As backpressure is based on the slowness of the consumer, one way to achieve this is to convert certain exception types to delay. You can use the onErrorResume
for this purpose as demonstrated below:
long start = System.currentTimeMillis();
Flux.range(1, 1000)
.doOnNext(item -> System.out.println("Elpased " + (System.currentTimeMillis() - start) + " millis for item: " + item))

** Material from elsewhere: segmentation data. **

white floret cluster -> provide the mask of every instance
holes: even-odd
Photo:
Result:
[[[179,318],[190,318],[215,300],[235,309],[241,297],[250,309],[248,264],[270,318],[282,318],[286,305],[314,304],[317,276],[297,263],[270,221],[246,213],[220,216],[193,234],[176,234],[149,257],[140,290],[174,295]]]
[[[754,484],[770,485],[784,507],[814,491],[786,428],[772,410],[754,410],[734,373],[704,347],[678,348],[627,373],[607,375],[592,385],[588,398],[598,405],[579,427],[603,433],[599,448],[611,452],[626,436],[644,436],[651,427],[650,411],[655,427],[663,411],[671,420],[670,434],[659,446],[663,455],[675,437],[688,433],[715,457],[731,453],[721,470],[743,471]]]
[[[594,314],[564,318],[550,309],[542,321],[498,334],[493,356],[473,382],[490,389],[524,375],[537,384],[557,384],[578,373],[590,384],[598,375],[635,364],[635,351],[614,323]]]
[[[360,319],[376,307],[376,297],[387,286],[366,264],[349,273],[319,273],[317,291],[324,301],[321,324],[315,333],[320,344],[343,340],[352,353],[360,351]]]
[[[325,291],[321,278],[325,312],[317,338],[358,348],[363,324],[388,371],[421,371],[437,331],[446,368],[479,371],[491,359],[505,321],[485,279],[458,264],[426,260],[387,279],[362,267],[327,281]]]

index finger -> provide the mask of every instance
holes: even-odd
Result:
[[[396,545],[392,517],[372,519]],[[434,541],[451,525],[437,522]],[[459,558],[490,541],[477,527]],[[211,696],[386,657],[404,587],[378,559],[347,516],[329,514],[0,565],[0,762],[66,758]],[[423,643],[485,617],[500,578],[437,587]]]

.flatMap(item -> process(item).onErrorResume(this::slowDown), 5) // concurrency limit for demo
.blockLast();
System.out.println("Flow took " + (System.currentTimeMillis() - start) + " milliseconds.");
private Mono<Integer> process(Integer item) {
// simulate error for some items
if (item >= 50 && item <= 100) {
return Mono.error(new RuntimeException("Downstream failed."));
}
// normal processing
return Mono.delay(Duration.ofMillis(10))
.thenReturn(item);
}
private Mono<Integer> slowDown(Throwable e) {
if (e instanceof RuntimeException) { // you could check for circuit breaker exception
return Mono.delay(Duration.ofMillis(1000)).then(Mono.empty()); // delay to slow down
}
return Mono.empty(); // no delay for other errors
}
If you check the output of this code, you can see there is some slow down between the items 50 and 100 but it works at regular speed before and after.
Note that my example does not use Kafka. As you are using reactor-kafka library which honors backpressure it is supposed to work the same way as this dummy example.
Also, as the Flux might process items concurrently, the slow down is not immediate, it will try to process some additional items before properly slowing down.